でも自分の指でフォームに触れた時、論理は感覚に負けます。
「タイトルも入れていないのに、なんで画像から始めるんだろう」と手が止まる。
「URL Slug ってなに?」と一瞬考える。
リンクの欄が折りたたまれているのを見落として「あれ、Web アプリの URL はどこに入れるんだろう?」と探す。
頭の中で正解を作っていた私は、現場で何度も間違えました。
「これでいい」までの距離
ものを作っている時、「これでいい」と納得するまでにかかる時間は、設計だけ見ているとずっと短く感じます。
実際に使い始めると、その何倍かの時間が必要になる。
これは、人間関係でも、暮らしの選び方でも、たぶん似ていると思います。
離れたところから見ているうちは「こうあるべき」がたくさんあって、近づくとそれが揺らぐ。

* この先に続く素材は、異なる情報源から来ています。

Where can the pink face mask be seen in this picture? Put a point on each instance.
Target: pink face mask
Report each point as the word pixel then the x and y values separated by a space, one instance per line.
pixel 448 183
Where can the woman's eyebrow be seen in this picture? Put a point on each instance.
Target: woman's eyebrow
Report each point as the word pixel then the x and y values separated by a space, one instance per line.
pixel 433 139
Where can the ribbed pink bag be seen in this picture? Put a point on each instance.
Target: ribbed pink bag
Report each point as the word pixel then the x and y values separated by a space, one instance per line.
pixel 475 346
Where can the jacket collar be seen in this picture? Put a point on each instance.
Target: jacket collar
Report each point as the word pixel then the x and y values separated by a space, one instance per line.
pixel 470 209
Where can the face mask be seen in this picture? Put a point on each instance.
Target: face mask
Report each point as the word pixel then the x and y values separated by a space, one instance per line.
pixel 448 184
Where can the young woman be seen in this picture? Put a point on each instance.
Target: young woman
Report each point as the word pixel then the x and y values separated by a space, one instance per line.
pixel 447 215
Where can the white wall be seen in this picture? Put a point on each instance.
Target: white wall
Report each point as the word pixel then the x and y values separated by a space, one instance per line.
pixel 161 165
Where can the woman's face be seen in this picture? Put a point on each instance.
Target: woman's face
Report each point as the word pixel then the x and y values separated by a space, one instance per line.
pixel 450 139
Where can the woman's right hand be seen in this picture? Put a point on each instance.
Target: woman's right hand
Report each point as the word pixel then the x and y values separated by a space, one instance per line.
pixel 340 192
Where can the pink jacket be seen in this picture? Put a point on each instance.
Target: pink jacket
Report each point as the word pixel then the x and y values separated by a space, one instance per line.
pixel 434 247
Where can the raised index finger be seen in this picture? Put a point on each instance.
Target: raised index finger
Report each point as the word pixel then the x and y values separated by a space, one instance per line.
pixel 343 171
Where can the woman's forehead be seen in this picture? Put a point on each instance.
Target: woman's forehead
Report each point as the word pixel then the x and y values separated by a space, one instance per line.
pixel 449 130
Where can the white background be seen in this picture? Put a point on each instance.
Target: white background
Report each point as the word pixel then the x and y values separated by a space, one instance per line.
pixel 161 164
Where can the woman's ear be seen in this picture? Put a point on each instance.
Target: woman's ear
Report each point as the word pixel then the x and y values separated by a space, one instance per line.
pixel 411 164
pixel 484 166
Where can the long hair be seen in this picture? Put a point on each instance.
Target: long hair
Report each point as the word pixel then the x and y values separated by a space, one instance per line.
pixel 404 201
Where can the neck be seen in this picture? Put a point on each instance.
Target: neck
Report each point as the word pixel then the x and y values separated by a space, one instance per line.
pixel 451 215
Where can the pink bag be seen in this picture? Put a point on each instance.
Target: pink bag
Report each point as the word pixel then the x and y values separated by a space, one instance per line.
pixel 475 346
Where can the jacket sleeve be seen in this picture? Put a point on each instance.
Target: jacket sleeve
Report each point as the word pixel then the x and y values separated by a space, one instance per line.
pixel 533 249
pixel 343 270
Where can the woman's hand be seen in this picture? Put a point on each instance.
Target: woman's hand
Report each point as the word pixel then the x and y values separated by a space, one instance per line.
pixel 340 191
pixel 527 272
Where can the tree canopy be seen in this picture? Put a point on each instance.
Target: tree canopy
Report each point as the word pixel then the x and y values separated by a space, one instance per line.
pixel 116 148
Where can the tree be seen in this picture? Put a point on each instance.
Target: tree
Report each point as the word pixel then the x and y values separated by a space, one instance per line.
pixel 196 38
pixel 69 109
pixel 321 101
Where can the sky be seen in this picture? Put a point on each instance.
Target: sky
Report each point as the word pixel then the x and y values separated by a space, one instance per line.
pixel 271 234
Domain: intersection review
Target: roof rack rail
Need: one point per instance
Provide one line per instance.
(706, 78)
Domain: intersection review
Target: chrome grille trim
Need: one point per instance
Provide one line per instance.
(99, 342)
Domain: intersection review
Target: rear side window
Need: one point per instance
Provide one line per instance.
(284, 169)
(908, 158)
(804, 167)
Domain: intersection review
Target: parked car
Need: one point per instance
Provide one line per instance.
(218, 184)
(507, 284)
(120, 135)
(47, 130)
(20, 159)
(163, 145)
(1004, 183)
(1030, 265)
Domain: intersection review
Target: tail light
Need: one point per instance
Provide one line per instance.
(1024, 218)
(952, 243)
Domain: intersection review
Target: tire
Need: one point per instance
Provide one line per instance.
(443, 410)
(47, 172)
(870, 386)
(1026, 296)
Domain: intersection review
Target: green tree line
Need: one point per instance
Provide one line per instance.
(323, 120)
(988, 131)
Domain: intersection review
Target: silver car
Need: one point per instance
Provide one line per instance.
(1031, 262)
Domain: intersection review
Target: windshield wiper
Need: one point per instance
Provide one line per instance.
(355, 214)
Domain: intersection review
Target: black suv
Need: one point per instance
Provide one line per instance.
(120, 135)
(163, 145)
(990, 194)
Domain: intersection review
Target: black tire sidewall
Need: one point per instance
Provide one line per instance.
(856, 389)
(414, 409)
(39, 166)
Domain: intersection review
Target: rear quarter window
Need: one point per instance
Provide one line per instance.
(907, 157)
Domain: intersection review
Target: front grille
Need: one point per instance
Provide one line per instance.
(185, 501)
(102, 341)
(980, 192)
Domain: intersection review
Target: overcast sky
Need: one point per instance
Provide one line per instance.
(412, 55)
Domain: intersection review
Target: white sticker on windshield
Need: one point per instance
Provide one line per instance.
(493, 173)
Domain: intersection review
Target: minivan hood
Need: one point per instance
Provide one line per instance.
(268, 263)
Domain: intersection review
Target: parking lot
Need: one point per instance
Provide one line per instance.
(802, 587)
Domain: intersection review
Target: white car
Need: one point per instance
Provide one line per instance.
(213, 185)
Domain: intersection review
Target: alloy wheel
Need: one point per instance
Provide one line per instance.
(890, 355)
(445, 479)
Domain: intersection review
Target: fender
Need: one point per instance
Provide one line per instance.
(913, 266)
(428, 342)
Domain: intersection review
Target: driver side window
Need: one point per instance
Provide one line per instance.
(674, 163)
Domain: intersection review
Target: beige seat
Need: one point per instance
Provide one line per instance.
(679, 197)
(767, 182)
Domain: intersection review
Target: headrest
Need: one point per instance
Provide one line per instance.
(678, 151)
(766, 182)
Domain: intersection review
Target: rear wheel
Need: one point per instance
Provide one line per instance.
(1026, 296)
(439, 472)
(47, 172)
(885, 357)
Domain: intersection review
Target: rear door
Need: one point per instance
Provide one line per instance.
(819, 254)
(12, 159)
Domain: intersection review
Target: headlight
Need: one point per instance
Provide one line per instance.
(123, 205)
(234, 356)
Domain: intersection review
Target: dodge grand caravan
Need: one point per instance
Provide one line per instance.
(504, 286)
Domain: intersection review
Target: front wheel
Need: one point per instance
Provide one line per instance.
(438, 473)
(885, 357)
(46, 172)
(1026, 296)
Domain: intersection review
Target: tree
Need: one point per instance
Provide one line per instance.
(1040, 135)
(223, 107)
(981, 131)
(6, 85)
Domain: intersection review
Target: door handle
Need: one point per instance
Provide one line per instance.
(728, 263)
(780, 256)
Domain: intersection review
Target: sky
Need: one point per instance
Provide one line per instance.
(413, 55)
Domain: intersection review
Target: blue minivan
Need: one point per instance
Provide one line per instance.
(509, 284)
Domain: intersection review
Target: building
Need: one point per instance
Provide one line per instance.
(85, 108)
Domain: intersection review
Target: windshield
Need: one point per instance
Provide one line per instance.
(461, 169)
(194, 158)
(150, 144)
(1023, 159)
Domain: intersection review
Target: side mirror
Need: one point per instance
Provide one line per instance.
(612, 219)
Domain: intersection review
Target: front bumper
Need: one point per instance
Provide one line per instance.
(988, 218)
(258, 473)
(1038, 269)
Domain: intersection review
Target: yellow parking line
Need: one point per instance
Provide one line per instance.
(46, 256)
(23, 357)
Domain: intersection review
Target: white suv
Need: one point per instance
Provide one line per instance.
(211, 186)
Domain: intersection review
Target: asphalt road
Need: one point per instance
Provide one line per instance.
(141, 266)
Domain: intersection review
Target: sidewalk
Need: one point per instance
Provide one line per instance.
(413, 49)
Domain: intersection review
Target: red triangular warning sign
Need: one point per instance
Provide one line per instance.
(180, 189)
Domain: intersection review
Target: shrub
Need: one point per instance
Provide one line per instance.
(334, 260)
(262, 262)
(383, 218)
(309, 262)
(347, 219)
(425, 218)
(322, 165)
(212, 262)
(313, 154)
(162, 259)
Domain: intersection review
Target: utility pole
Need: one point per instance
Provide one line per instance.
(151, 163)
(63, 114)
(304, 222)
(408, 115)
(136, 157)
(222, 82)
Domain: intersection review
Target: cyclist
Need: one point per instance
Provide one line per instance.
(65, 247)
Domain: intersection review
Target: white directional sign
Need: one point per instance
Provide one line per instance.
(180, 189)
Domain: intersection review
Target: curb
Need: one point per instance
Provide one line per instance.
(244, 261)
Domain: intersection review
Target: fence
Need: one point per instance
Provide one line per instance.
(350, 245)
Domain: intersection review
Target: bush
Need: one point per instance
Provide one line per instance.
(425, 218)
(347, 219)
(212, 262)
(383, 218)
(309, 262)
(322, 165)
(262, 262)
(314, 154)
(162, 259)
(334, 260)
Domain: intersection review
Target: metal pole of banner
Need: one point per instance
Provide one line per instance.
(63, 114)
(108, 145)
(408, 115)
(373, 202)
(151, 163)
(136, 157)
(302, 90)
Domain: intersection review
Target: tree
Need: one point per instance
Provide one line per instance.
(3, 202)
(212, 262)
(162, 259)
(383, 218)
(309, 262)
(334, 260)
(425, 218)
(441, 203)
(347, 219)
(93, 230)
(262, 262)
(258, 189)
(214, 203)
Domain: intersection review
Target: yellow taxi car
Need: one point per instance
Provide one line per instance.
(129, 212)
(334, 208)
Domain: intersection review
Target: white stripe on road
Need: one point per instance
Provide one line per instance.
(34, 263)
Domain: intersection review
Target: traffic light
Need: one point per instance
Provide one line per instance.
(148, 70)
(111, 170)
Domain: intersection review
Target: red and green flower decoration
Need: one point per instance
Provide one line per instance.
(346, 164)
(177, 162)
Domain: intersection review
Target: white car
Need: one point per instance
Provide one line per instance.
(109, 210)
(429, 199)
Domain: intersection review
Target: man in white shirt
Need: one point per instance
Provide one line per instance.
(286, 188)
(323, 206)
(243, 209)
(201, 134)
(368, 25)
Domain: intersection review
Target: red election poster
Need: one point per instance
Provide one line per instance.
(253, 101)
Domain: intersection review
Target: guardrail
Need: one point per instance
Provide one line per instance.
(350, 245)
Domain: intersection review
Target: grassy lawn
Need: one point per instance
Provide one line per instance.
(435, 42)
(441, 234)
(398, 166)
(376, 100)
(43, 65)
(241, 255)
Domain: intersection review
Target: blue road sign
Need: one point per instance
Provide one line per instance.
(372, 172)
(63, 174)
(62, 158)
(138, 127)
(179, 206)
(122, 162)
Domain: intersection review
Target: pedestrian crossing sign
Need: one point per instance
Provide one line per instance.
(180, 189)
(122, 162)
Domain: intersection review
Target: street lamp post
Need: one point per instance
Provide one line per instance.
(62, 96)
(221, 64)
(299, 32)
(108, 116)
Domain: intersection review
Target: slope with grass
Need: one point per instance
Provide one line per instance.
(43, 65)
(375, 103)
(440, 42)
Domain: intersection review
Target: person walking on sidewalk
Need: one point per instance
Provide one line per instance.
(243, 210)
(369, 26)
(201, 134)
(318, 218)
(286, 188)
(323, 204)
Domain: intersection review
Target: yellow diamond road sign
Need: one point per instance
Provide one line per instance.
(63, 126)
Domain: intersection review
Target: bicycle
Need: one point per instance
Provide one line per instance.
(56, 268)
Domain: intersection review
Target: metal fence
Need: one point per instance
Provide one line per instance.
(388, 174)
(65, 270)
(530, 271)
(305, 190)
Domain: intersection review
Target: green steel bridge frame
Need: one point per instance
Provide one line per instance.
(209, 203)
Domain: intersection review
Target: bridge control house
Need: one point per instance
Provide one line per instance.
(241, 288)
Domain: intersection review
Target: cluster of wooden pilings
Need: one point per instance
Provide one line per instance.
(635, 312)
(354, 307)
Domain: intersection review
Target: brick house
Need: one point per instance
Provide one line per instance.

揺らいでも、揺らぎを引き受けたまま、もう一度形を整えていく。
自分の手で投稿した

その夜、ようやく自分のプロダクトを 2 つ、自分のフォームから投稿しました。
前は触りたくないと思っていた画面が、ようやく自分の手に馴染んでいた。
完璧じゃないけれど、自分が「これでいい」と思える状態に近づいた。
たぶん、また誰かが触ったら新しい違和感が出てくる。
それでもまた直せばいいな、と思っています。
何回直してもいい、と自分に許せるようになると、ものを作るのが少し怖くなくなります。